Running your first TLS retrieval

Now that you have properly installed stctm and run the test case, you are ready to run your first TLS retrieval!

You can fit any transmission spectrum (loaded into the code as a TransSpec object) assuming any variations from a straight line are due to the transit light source effect. In its current configuration, you can fit the contributions of spots and/or faculae, varying or fixing the temperatures of the heterogeneity components, as well as fit the surface gravity used for the photosphere and/or heterogeneity models. The code has the flexibility to handle Gaussian priors on any fitted parameter as well as linear or log-uniform priors on the heterogeneity covering fractions. You obtain a range of outputs including posterior samples (parameters, spectra), run statistics for model comparison, and publication-ready plots.

I will walk you through how to set up your .toml file from the example file provided in order to fit any of your needs, how to run the retrieval, and what to expect in terms of baseline outputs (that can be used for later post-processing).

The data

The example dataset provided under example/observations/ for stctm is a transmission spectrum of TRAPPIST-1 b (visit 1 from Lim et al., 2023 where I ran stctm) observed with JWST NIRISS/SOSS. The units in that file are millimeters for the wavelength (hence the choice of wavemm for spec_format, to convert mm to the microns unit used throughout stctm), and ppm for the transit depth.

Your data file will have to be readable by one of the options in stctm/pytransspec.py.

The best way to proceed is to copy a code block in the __init__ function in stctm/pytransspec.py:

elif inputtype=='wavemm':
    table=Table.read(inputpath,format='ascii.ecsv',header_start=header_start)

    super(TransSpec,self).__init__(table)
    self["wave"] = self["wave"]*1e3 # convert to microns from millimeters
    self["waveMin"] = self["waveMin"]*1e3
    self["waveMax"] = self["waveMax"]*1e3

    self.sort(keys=["waveMin"])
    self['wave'].unit=waveunit
    self['waveMin'].unit=waveunit
    self['waveMax'].unit=waveunit

    #Metadata
    self.meta['waveunit']=waveunit
    self.meta['label']=label
    self.meta['color']=color
  • replace “wavemm” in the example with the way you want to refer to your format (e.g. elif inputtype=='myformat':)

  • read in the data file using the appropriate Table.read() command (you can check the astropy.table documentation for more information on how to read in different formats: https://docs.astropy.org/en/stable/table/io.html)

The code will then create an attribute to the object for each column in the table (super() command).

  • make sure the wavelength array, as well as waveMin and waveMax (the min and max wavelength for each wavelength bin) are in microns (convert if necessary as above)

  • you can simply copy-paste the other lines with units and color.

Run instructions

You should follow the following folder structure, starting with a copy of the stctm/example/ directory anywhere in your installation you may want to run the code.

  • stellar_contamination_analysis/any_analysis_folder_name/: my advice is to create a new analysis folder name under the stellar_contamination_analysis folder for each project you work on.

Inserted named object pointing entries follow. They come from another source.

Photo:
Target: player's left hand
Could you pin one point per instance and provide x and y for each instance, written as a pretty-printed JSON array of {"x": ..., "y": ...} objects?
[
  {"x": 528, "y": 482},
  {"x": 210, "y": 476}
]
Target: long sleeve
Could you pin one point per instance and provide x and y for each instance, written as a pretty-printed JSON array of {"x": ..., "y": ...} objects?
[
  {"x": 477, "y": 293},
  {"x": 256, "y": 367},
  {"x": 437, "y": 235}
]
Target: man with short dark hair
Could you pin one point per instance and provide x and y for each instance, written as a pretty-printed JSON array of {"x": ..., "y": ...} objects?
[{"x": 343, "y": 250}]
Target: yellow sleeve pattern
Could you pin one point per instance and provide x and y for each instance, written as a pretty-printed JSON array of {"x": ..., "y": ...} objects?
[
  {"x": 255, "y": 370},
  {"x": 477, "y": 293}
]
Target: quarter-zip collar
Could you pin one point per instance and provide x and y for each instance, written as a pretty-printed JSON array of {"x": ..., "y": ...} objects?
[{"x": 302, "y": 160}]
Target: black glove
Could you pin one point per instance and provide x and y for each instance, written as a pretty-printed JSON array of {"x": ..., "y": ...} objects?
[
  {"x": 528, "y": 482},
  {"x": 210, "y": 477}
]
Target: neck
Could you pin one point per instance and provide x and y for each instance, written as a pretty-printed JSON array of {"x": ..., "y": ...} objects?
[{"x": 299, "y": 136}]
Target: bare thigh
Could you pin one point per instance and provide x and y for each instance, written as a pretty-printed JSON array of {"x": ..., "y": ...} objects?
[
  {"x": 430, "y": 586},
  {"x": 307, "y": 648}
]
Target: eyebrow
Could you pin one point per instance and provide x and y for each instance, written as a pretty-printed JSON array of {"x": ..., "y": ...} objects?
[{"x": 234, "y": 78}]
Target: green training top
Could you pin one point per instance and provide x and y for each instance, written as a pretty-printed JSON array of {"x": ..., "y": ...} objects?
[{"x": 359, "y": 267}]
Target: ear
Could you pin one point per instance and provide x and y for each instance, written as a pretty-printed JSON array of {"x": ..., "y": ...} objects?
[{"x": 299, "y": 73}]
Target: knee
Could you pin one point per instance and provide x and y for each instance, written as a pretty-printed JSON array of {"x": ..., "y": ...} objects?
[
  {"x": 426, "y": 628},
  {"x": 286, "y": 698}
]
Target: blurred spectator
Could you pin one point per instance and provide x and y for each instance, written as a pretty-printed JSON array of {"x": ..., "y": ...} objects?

In the example, that folder is called template_analysis/.

  • In that folder, you’ll need to have at least one .toml file, where you specify all the inputs following the instructions in the comments (see more information below).

  • At the same level as stellar_contamination_analysis/, create a folder called stellar_contamination_results/. For each of your runs, a subfolder will be added under this results directory and the run results will be saved there.

Here is an example one-liner to run a stctm retrieval from a planet spectrum, after navigating to stellar_contamination_analysis/template_analysis and in the command line:

stctm_TLS template_ini_stctm.toml

A few additional tips:

  • The “TOML file” (.toml) contains all the human-readable user input necessary to run the code, including stellar and mcmc parameters, saving paths and plotting options (see below for details of setting it up)

  • The path to a TOML file needs to be provided as an argument if the script is run from the command line

  • Any parameter in the TOML file can alternatively be modified from the default using the command line (instead of modifying the file). For instance, if you want to run the same fit as above, but only modify the suffix used for creating the output directory, you can do it as follows:

    stctm_TLS template_ini_stctm.toml -res_suffix=second_test
    

Modifying the TOML file to make it your own

All the inputs you need to provide are specified in the .toml file.

Setting up labels and path to spectrum file

Under [paths_and_labels] the TOML file will look like this:

[paths_and_labels]

path_to_spec = "../../observations/TRAPPIST_1_b_NIRISS_SOSS/Visit1_Order1And2.spec"
spec_format = "wavemm"
stmodfile = "../../R10000_model_grids/TRAPPIST_1_pymsg.h5"
save_fit = true
res_suffix = "TRAPPIST_1_b_testINIexample"

You can edit the set up as follows:

  • path_to_spec (path to your spectrum file) as well as spec_format (your spectrum is read in from your data file as a TransSpec object using the spec_format setting you choose). You can choose basic for spec_format if your spectrum already has all the right column names and wavelength in microns, or wavemm if the wavelengths are in millimeters - if you are not sure which option to choose, or need to add another option to read in your specific format, you can do so in stctm/pytransspec.py as documented above!

  • stmodfile: the path to your stellar models grid file, in the HDF5 format

  • save_fit: True to save files to the results directory during the post-processing steps.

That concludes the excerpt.